Você também comentou sobre essa questão do narrador não simpático ao ler recentemente Elena Ferrante, A Filha Perdida.

Esse narrador antipático não é um psicopata. No caso da Elena Ferrante, ela fala de um negócio que é meio tabu: a mãe que não gosta de ser mãe, tem competição com as filhas. Esse é um bom teste para a literatura: o discurso de um livro caberia num comercial de TV? Caberia num post de rede social? Se ele não cabe, é porque a literatura tem alguma relevância. Ninguém faria um post falando disso. É um bom teste: estar indo contra alguma certeza do seu tempo ou não. Escritor não pode não ter coragem de ir contra certezas de seu tempo. Se não fica em casa, faz outra coisa que dê dinheiro.
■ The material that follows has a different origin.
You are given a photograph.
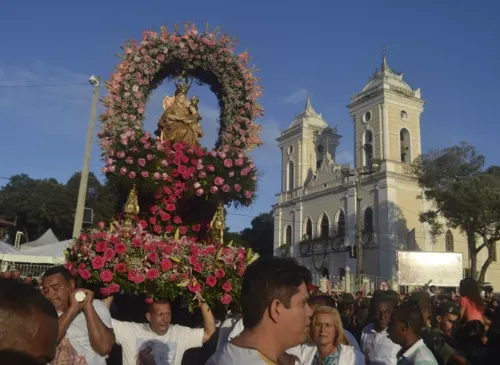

O livro é uma defesa do personagem, um homem branco, bem de vida, definido por ele mesmo como um “arrombado”, “chefe que usa seu cargo para seduzir”, “homem que perpetua a injustiça de gênero”. Por quê?

Ele se coloca como réu, e depois também como juiz, porque julgou o amigo, julgou a mulher. É uma coisa que acontece, julgamos os outros o tempo todo. Não existe neutralidade. Digamos que o livro poderia até ter aberto para outros pontos de vista, mas eu quis fazer algo fechado mesmo. Era uma defesa. Quando ele descreve a mulher, descreve ironizando. Existe uma camada de leitura que talvez as pessoas não estejam dispostas a dar, mas não posso pensar nisso.

O narrador diz que esse homem sofreu uma queda. Mas os resultados políticos dos últimos meses, por exemplo, não reforçam justamente a ideia contrária?

Eu não uniformizaria o macho, branco, heterossexual, etc., como uma coisa só. Como se a queda dele fosse uma coisa simbólica do mundo. Não é. Foi com esse cara, nessas circunstâncias, ele se ferrou. Ele também não é muito típico. Ele se autoironiza. No fundo, ele não entra muito no esquema na publicidade; o melhor amigo é gay; ele casou com uma mulher mais ou menos típica, dos humanistas da Vila Madalena, não sei o que, e aí do nada ele caiu fora, se ferrou, e reflete sobre isso mesmo, sobre ter virado símbolo de alguma coisa quando na verdade ele é mais ambíguo. O mundo é diferente daquele que existia há 20 anos. Em vários sentidos, muito melhor, porque as lutas sociais de fato avançam, geram direitos, mas muita gente fica no caminho do processo. Literatura tem que se preocupar com essas nuances. Acho mais interessante falar disso do que dos grandes movimentos.

As informações são do jornal O Estado de S. Paulo.